As our supply of traditional oil shrinks, we’re beginning to tap “unconventional” sources of petroleum. These new sources may extend existing supplies, but likely will exact a higher environmental cost than conventional petroleum.
As you know, gasoline pollutes when we burn it in our cars. What most of us don’t consider is that gasoline pollutes even before you put it in your tank. Extracting a barrel of crude oil, refining it into gasoline, and transporting that gasoline to end users is a process that consumes energy and emits pollution and greenhouse gases. A study by Argonne National Lab estimates that every gallon of gasoline you buy already has put five and a half pounds of carbon dioxide into the atmosphere before you use it in your vehicle. Analysts call these emissions “upstream” or “well-to-pump” emissions, and they account for roughly 20 percent of the greenhouse gases emitted from gasoline. (The remaining 80 percent occurs when gasoline is burned in a car engine.)
Insult to Injury
Unfortunately, the drive to extract petroleum from unconventional sources means that upstream emissions may get worse in the future. Some of these new sources are “unconventional” sources, such as tar sands: a mixture of sand, clay and bitumen (a heavy, sticky oil). Unlike conventional crude that is pumped from the ground as a liquid, tar sands are solid and cannot be extracted through traditional oil drilling methods. Instead, tar sands are removed either through strip-mining or by a process that uses steam to heat the tar sands in the ground until the bitumen separates and rises to the surface. Both processes are energy-intensive, as is the refining of bitumen into a version of crude oil that then can be refined into gasoline.
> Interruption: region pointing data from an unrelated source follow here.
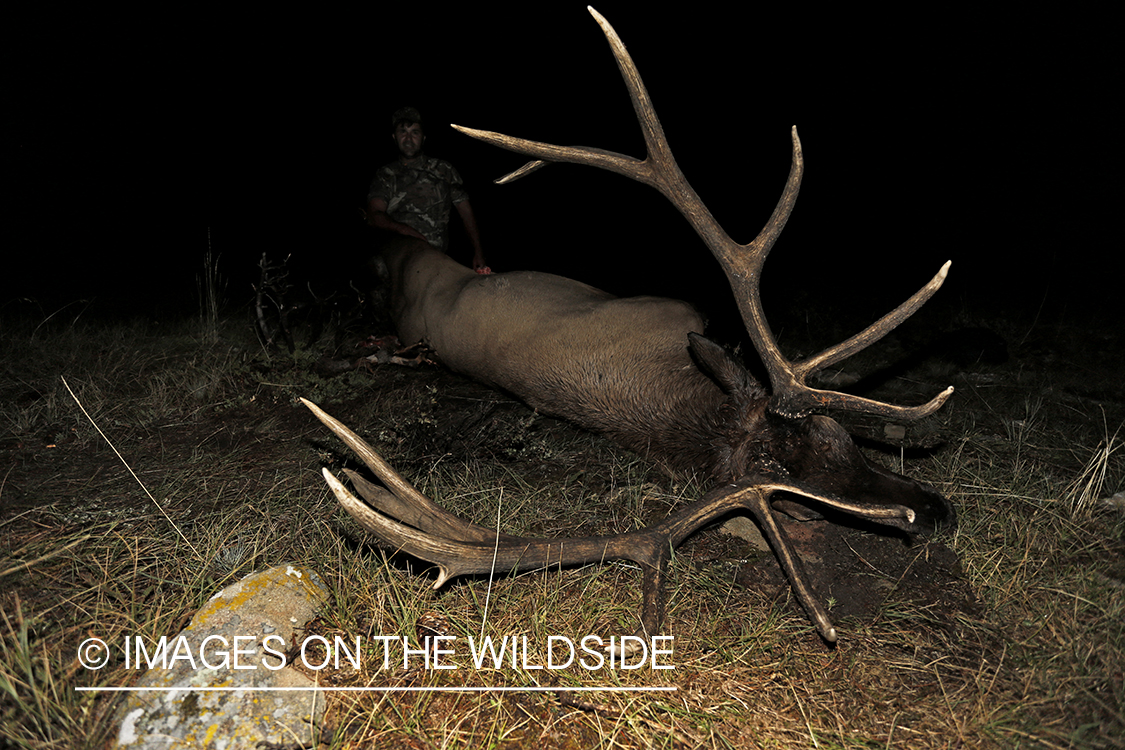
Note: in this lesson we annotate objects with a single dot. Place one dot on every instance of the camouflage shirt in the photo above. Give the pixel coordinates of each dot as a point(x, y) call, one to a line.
point(420, 195)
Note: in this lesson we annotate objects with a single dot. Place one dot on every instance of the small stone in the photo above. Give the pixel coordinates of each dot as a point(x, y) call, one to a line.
point(264, 611)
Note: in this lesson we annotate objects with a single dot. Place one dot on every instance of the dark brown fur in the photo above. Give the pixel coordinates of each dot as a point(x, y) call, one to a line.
point(636, 370)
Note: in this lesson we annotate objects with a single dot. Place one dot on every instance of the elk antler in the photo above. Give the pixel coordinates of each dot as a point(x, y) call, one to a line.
point(741, 263)
point(459, 548)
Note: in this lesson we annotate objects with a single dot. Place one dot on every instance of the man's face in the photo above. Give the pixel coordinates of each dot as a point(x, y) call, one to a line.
point(408, 138)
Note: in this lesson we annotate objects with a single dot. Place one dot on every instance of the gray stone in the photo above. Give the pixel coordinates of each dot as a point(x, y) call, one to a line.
point(264, 611)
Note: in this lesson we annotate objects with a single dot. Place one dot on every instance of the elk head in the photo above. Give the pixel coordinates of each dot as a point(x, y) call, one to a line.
point(761, 444)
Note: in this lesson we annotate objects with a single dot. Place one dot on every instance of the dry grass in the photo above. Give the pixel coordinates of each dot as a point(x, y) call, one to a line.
point(210, 426)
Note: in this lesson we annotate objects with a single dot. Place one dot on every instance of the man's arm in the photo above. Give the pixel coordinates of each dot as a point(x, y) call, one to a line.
point(377, 216)
point(470, 227)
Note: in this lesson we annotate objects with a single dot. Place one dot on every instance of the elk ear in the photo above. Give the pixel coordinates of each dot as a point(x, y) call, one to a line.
point(721, 366)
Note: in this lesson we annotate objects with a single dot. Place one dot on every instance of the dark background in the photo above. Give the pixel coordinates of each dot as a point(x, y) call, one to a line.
point(136, 143)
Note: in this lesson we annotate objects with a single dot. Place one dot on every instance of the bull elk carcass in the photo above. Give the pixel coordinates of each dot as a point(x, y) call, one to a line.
point(639, 371)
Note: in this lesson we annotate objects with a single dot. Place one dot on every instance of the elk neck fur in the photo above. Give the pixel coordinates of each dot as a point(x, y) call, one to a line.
point(635, 369)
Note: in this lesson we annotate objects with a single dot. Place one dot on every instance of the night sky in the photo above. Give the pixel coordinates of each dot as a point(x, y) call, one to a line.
point(929, 134)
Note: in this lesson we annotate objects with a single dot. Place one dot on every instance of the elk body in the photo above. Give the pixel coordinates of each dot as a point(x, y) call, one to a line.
point(639, 371)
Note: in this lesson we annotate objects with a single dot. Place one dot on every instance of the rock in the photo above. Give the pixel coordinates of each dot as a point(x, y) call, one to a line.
point(264, 611)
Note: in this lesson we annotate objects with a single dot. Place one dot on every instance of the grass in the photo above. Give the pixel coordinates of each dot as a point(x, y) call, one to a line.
point(230, 462)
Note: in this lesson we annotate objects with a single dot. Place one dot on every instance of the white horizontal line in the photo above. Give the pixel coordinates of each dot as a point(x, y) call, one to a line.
point(380, 689)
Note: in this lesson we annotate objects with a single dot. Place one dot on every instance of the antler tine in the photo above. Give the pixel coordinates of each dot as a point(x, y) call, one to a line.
point(461, 552)
point(404, 502)
point(741, 263)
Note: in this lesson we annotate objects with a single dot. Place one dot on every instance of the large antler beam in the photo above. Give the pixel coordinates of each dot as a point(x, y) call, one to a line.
point(741, 263)
point(459, 548)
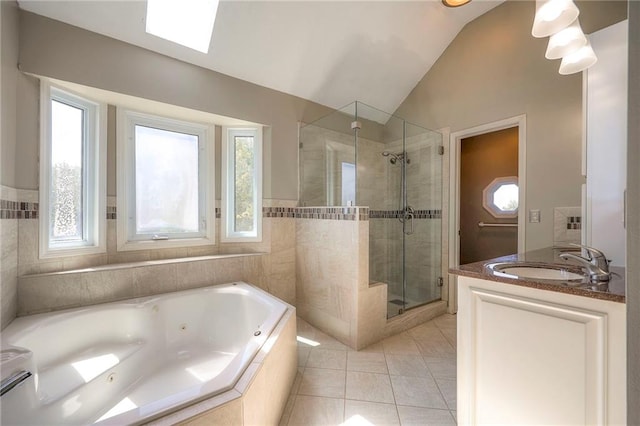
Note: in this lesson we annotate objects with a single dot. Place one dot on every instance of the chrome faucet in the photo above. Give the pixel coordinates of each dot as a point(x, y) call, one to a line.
point(595, 263)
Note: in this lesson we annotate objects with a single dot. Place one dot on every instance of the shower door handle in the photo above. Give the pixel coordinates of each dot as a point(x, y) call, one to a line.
point(408, 214)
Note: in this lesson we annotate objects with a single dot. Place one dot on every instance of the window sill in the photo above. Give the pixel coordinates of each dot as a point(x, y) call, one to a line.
point(146, 263)
point(163, 244)
point(53, 253)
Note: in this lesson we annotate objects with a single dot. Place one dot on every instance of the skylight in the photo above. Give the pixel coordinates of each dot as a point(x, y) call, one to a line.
point(186, 22)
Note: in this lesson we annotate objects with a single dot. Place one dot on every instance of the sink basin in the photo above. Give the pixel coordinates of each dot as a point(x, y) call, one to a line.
point(547, 272)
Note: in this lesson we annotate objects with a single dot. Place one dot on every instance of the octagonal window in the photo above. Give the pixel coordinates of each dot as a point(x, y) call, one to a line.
point(500, 197)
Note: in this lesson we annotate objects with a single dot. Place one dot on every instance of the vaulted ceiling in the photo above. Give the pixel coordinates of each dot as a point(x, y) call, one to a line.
point(330, 52)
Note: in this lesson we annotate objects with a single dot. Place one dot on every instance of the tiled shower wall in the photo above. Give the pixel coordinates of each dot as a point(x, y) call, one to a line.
point(323, 149)
point(332, 290)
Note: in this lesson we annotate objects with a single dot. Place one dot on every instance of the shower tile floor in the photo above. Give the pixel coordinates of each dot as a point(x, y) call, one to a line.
point(406, 379)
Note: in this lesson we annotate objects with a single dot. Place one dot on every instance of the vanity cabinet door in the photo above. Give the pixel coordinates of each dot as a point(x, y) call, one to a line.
point(528, 356)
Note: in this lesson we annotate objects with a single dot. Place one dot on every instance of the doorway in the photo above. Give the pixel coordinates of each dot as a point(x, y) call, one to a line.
point(455, 143)
point(489, 195)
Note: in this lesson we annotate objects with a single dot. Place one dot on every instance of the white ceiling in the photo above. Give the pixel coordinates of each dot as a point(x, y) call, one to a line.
point(330, 52)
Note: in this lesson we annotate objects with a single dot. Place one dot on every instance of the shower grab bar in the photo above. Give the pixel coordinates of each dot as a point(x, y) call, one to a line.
point(497, 225)
point(13, 381)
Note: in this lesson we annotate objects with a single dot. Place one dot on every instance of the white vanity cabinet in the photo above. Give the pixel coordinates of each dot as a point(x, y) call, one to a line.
point(528, 356)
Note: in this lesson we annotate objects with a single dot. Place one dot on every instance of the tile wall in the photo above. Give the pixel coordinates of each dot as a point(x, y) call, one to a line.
point(332, 276)
point(567, 225)
point(9, 213)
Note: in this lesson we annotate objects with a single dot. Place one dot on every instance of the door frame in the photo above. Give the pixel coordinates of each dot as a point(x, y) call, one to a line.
point(455, 142)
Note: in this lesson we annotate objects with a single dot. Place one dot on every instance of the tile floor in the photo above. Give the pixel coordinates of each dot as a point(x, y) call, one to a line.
point(407, 379)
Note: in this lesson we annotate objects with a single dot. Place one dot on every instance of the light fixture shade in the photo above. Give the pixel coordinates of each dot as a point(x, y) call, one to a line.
point(566, 41)
point(455, 3)
point(553, 16)
point(579, 60)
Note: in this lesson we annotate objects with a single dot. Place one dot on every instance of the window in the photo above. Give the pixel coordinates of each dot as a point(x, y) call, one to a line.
point(500, 197)
point(165, 182)
point(72, 174)
point(242, 184)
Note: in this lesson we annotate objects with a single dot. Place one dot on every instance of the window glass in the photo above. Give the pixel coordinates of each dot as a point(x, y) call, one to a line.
point(72, 194)
point(66, 195)
point(500, 197)
point(244, 179)
point(505, 197)
point(242, 185)
point(166, 170)
point(165, 182)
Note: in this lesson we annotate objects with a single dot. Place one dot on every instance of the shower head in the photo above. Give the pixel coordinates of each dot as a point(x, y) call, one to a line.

The tar sands extraction process has serious environmental consequences in the local areas where it is conducted, such as northern Canada. But perhaps more serious is the global environmental consequences of shifting to unconventional oil supplies such as tar sands. UC Berkeley researchers recently estimated that tar sands and extra-heavy oil were estimated to have upstream greenhouse gas emissions that were between 1.7 and 2.9 times higher than those of conventional crude oil. Producing oil from other non-traditional sources, such as coal or oil shale, leads to even greater increases in greenhouse emissions.
At the moment, most of the gasoline we consume is made from conventional petroleum. However, some experts project that within 10 years, more than a third of the world’s oil could be derived from unconventional sources like Canada’s tar sands. If this occurs, the upstream impact of a gallon of gasoline will worsen. Sorry—there’s no silver lining in this dark and ominous cloud.